If I change dislash's function to use either datetime.datetime.utcfromtimestamp, or discord.py's implementation of snowflake_time, the problem goes away and the interaction is no longer considered expired on arrival.

I can make a pull request to fix that if it would help, I just needed to know which route would you rather use to fix that (change dislash.py's implementation or adopt discord.py's function instead).
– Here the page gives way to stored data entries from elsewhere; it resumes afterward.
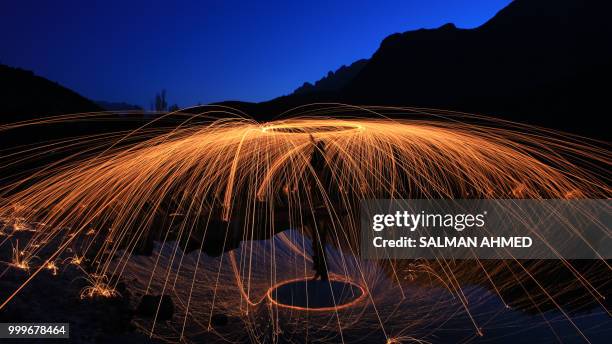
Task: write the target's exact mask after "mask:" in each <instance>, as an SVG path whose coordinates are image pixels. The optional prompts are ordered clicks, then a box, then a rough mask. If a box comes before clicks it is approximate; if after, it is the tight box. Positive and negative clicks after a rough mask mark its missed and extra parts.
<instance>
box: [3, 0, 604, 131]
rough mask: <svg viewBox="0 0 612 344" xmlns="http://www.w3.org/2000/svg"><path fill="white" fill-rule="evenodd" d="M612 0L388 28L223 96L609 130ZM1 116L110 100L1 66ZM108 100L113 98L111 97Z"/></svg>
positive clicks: (541, 3)
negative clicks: (294, 76)
mask: <svg viewBox="0 0 612 344" xmlns="http://www.w3.org/2000/svg"><path fill="white" fill-rule="evenodd" d="M611 10H612V3H611V2H608V1H597V0H515V1H513V2H512V3H511V4H510V5H508V6H507V7H506V8H504V9H502V10H501V11H500V12H499V13H498V14H497V15H495V16H494V17H493V18H492V19H491V20H489V21H488V22H486V23H485V24H483V25H482V26H480V27H478V28H475V29H459V28H456V27H455V26H454V25H453V24H446V25H443V26H441V27H439V28H437V29H421V30H416V31H408V32H404V33H396V34H393V35H390V36H389V37H387V38H386V39H385V40H383V42H382V43H381V45H380V47H379V49H378V50H377V51H376V52H375V53H374V54H373V56H372V57H371V58H370V59H368V60H359V61H357V62H355V63H353V64H351V65H350V66H348V67H345V66H343V67H341V68H340V69H338V70H337V71H336V72H333V73H332V72H330V73H329V74H328V75H327V76H326V77H324V78H322V79H320V80H319V81H317V82H316V83H315V84H314V85H313V84H310V83H306V84H304V85H303V86H302V87H299V88H298V89H296V90H295V92H294V93H292V94H290V95H287V96H282V97H279V98H276V99H273V100H270V101H266V102H262V103H246V102H236V101H230V102H223V103H221V104H223V105H229V106H233V107H236V108H238V109H239V110H242V111H244V112H245V113H247V114H249V115H251V116H253V117H255V118H256V119H258V120H269V119H272V118H275V117H277V116H278V115H279V114H281V113H283V112H284V111H286V110H289V109H291V108H294V107H296V106H300V105H304V104H309V103H317V102H343V103H349V104H356V105H397V106H413V107H431V108H441V109H448V110H456V111H465V112H473V113H479V114H486V115H490V116H495V117H501V118H505V119H510V120H514V121H520V122H525V123H530V124H536V125H542V126H545V127H550V128H555V129H561V130H565V131H569V132H574V133H578V134H583V135H586V136H593V137H597V138H603V139H609V130H608V127H607V126H605V125H602V122H603V121H604V120H605V119H606V118H607V117H609V112H610V110H609V107H608V102H607V98H608V95H609V93H610V92H609V88H610V87H609V86H608V85H609V83H610V80H612V44H611V42H612V25H610V24H609V22H610V20H609V17H610V14H611V13H612V11H611ZM0 87H1V90H2V92H0V94H1V96H0V97H1V98H0V101H2V107H0V121H3V122H8V121H15V120H23V119H27V118H34V117H40V116H44V115H50V114H59V113H74V112H86V111H98V110H101V108H100V106H98V105H96V104H94V103H93V102H91V101H89V100H87V99H85V98H83V97H81V96H79V95H78V94H76V93H74V92H72V91H70V90H67V89H65V88H64V87H62V86H60V85H58V84H56V83H53V82H50V81H48V80H45V79H43V78H40V77H37V76H34V75H33V74H32V73H31V72H27V71H24V70H20V69H15V68H10V67H6V66H0ZM103 107H104V106H103Z"/></svg>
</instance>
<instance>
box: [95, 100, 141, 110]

Seems like I messed up while making a custom snowflake_time function...
I added this function in order to avoid some problems with dpy 2.0 utils subpackage, thanks for sharing this issue, you can make the PR of course

I noticed that on some devices snowflake_time seems to offset the timestamp a little bit (3-4 seconds to the past), which causes the self.expired property to fail.
I decided to solve this problem by creating an extra attribute for BaseInteraction called received_at. I just call datetime.utcnow() in __init__ an that's all.
I understand that this method may lead to some inaccuracies in detecting the expiration of an interaction, but I believe it will be practically more useful than the old unstable method

thank you for the quick response, and for sharing the other updates to BaseInteraction @EQUENOS! i'm already downloading the new version here, these changes are going to be super helpful!